The economic impact of COVID-19 is starting to rear its head with about one-third of New Zealand businesses saying they don't expect to survive the crisis, according to a new survey by the Auckland Business Chamber. 

Melanie Ryding is worried her massage and personal training business in Invercargill, Ryding2Health, won't exist in a few months' time.

"We could probably hang on for 10 to 12 weeks, but after that it's going to be a problem for us for sure, and we'll be looking at layoffs," she told Newshub.

But she's not the only one who is concerned. About 30 percent of New Zealand business owners are warning their firms won't survive COVID-19.

Auckland Business Chamber chief executive Michael Barnett says it is mainly small and medium businesses who will be forced to close.

"They don't have the resources, they don't have the money in the bank for the rainy day.
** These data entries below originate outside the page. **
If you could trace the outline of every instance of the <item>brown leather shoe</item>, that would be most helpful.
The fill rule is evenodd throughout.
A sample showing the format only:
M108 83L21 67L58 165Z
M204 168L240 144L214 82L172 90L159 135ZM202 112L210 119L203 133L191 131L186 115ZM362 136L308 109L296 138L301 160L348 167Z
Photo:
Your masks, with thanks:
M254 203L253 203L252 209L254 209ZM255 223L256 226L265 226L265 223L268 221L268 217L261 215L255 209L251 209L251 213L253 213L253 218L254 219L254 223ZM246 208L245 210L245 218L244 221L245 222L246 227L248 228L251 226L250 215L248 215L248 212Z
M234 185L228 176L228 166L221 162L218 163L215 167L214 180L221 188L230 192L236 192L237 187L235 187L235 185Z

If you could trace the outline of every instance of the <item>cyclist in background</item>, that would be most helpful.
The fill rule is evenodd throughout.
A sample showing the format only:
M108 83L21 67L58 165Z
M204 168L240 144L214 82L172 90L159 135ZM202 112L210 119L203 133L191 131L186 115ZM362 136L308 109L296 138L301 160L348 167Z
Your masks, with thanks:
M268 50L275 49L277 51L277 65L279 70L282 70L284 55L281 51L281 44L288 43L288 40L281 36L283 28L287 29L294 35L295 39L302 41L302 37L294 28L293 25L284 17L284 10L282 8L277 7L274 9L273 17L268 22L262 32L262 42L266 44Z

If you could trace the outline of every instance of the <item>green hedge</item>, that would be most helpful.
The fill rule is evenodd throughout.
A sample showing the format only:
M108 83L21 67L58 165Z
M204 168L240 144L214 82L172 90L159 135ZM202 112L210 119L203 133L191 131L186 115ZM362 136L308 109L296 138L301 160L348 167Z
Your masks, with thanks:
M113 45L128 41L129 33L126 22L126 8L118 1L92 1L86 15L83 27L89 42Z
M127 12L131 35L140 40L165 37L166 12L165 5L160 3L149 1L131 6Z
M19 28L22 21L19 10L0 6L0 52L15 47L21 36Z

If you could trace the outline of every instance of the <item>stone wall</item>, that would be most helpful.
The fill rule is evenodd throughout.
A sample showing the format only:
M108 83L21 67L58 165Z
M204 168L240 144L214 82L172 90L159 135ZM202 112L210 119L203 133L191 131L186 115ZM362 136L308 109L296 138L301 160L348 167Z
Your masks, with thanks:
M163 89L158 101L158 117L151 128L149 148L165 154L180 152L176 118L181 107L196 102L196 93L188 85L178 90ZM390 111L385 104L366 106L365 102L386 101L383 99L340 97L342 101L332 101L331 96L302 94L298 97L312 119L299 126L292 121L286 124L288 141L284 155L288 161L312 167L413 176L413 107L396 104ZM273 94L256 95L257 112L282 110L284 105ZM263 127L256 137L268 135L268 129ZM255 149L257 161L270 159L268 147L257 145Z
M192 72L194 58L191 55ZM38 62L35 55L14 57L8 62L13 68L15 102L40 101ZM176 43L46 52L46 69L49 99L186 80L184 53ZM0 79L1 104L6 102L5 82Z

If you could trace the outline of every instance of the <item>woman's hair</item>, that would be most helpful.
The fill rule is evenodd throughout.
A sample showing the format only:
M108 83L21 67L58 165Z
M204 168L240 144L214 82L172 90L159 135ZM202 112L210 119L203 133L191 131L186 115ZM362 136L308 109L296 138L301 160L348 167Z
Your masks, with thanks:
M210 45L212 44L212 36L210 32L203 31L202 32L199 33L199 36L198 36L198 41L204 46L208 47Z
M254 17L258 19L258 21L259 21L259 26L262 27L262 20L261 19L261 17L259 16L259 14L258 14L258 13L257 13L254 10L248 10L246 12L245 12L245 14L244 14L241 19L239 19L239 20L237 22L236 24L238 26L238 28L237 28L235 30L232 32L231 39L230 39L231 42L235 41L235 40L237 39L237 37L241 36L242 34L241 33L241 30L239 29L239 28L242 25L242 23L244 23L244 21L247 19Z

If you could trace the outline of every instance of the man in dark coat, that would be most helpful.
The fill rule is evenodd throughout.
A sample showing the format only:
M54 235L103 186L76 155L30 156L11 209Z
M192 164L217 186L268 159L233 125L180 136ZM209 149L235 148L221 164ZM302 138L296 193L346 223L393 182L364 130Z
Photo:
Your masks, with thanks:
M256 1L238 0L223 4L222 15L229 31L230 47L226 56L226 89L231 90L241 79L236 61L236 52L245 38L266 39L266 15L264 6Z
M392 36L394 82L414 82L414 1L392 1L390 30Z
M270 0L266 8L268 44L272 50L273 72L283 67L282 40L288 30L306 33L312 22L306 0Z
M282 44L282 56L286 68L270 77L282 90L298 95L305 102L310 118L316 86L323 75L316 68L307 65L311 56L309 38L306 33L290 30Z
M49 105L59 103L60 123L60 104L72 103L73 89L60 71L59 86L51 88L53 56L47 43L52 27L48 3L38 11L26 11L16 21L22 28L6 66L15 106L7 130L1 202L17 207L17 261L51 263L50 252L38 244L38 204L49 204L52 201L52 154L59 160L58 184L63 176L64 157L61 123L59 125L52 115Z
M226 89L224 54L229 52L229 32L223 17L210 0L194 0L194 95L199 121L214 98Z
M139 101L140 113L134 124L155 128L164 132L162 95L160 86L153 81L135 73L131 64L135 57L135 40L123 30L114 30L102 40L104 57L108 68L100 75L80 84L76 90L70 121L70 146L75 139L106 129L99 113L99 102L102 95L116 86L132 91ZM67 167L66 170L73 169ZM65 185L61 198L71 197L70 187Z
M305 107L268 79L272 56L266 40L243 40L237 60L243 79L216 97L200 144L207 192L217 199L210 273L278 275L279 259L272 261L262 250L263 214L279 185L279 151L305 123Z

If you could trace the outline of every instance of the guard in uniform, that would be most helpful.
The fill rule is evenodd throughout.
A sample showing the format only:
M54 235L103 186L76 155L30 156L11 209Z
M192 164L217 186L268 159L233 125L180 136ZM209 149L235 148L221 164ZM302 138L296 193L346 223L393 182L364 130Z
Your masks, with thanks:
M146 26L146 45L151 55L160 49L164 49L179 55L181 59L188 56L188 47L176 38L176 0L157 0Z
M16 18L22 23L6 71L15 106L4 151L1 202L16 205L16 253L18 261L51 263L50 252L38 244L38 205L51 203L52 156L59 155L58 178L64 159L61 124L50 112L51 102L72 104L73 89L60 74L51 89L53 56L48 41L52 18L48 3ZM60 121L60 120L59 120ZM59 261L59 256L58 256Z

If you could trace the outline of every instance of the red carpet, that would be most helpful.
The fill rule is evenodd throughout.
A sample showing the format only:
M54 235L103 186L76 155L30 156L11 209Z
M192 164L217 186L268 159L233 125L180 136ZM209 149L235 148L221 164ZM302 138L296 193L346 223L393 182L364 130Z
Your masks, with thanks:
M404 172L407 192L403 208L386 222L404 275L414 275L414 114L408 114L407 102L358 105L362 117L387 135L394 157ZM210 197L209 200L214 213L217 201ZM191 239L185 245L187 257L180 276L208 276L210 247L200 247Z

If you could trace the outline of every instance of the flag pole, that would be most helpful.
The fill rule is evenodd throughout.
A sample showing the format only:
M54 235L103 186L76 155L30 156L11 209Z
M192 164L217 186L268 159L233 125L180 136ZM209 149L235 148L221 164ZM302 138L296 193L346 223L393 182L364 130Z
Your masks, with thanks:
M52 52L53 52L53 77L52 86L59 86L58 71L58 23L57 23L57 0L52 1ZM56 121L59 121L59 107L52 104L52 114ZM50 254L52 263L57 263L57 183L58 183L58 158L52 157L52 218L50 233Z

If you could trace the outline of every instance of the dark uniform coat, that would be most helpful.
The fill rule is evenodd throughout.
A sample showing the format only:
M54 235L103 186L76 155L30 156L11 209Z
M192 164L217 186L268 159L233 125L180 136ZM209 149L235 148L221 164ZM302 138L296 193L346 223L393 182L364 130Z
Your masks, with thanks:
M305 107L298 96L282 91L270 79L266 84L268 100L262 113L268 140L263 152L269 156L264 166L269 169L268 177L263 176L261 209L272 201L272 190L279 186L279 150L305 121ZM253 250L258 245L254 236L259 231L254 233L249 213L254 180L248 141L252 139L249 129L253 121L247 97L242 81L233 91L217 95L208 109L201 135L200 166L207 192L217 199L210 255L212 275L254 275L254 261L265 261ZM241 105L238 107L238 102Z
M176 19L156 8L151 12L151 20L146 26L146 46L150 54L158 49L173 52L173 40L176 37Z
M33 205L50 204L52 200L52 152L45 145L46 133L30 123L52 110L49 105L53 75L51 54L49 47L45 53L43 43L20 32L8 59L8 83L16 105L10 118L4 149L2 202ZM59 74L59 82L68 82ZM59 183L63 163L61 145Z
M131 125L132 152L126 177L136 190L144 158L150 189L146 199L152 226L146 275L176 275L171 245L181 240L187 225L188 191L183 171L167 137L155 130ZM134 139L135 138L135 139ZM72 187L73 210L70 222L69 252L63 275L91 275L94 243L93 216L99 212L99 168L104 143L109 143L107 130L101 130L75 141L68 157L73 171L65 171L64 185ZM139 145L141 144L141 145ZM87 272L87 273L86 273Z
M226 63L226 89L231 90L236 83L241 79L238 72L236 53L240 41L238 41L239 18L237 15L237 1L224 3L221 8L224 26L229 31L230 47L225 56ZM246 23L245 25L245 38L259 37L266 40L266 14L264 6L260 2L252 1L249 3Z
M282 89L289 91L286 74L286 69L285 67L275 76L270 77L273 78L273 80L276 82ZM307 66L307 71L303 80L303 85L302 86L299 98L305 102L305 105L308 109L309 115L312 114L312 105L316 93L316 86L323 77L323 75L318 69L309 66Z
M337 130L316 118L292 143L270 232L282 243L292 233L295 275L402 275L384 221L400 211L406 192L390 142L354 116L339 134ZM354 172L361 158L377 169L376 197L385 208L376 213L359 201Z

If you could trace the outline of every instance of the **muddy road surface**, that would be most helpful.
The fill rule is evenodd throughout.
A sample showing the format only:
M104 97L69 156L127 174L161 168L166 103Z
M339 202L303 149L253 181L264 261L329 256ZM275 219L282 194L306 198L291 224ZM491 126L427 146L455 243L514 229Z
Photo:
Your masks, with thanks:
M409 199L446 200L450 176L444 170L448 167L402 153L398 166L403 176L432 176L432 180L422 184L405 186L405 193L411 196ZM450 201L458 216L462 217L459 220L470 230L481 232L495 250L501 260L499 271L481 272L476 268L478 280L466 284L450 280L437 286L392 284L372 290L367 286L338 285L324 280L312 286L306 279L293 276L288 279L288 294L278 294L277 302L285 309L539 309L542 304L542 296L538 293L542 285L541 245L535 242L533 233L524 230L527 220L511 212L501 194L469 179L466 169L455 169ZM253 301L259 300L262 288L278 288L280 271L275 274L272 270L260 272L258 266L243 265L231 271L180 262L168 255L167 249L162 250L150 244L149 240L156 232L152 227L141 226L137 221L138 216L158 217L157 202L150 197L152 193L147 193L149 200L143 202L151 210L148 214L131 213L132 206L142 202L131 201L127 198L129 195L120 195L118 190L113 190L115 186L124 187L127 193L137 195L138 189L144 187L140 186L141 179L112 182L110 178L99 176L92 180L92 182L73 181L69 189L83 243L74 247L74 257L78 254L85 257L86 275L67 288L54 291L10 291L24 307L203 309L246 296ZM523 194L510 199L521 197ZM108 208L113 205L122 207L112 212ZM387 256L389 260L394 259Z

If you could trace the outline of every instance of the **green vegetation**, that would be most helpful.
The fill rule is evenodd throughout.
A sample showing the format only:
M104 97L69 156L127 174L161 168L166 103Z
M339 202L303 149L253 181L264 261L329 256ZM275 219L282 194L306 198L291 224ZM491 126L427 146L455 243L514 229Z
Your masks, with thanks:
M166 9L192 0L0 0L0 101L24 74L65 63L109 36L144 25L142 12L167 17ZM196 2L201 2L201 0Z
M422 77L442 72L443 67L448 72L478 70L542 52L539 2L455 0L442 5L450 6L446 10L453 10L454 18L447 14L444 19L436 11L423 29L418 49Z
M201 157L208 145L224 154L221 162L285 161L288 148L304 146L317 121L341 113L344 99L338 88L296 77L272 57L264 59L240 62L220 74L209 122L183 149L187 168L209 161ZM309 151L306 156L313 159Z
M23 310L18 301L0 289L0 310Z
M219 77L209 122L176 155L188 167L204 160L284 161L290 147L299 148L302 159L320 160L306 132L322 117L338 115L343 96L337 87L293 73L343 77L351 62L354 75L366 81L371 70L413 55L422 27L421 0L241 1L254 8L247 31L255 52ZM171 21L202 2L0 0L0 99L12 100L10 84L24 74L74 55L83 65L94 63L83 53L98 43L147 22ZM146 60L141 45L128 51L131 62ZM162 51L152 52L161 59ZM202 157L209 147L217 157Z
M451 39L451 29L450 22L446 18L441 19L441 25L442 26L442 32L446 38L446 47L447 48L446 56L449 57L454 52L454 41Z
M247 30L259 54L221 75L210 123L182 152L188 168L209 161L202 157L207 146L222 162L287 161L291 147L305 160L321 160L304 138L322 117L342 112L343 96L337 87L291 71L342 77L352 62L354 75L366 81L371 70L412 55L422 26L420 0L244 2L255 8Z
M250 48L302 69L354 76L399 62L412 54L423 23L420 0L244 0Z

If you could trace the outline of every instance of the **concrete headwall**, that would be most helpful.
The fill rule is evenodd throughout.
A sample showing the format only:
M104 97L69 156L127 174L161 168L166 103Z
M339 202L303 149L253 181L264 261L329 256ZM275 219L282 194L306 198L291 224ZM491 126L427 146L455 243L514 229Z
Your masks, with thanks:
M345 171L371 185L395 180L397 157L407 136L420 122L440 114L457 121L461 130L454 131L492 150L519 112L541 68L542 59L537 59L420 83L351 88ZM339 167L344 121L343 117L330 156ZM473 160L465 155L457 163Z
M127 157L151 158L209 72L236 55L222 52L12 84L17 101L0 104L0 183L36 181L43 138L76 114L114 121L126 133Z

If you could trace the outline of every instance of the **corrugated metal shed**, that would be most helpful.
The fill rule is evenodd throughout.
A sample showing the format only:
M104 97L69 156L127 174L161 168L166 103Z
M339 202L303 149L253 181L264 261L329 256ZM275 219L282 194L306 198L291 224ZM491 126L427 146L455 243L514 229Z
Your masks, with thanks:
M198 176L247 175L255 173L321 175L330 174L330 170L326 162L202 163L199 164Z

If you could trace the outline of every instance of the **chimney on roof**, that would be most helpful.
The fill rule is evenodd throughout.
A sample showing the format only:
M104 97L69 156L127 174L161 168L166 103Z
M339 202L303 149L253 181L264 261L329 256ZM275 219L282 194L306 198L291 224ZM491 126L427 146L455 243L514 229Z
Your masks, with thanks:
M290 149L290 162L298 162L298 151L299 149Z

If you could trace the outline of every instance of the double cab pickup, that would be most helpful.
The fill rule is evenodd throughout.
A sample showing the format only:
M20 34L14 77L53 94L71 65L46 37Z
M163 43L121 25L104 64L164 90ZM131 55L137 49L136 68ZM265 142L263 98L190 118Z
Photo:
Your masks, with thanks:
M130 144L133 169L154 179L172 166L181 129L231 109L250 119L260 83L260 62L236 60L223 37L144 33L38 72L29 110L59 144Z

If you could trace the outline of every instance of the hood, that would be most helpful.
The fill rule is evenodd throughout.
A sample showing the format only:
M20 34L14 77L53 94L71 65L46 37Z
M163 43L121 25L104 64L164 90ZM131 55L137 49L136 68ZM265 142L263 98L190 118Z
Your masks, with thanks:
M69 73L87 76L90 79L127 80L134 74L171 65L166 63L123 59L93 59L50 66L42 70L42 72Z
So as soon as the money runs out they'll have no option but to fail," he says.

Former Business New Zealand CEO Phil O'Reilly says he wants to see the Government give handouts of up to $100,000 to smaller businesses.

"The big and dangerous gap I see in terms of business assistance is cash flow assistance, to business owners to make sure their businesses don't collapse," he told the COVID-19 Epidemic Response Committee on Wednesday.

But one of the biggest companies Mainfreight, with 1862 employees in New Zealand, has seen revenue fall 40 percent because it can only deliver essential goods.

Managing director Don Braid says he's "pleased" in some respects it's only 40 percent, since in other industries work has ground to a complete halt.

And The Tourism Industry Association says job losses in their sector are already a reality. 

"We have already seen hundreds of job losses and when the wage subsidy ends, the layoffs in our industry will be substantial," CEO Chris Roberts says.

Auckland International Airport is also asking its shareholders to cough up more than $1 billion to keep it afloat - and they won't be the last.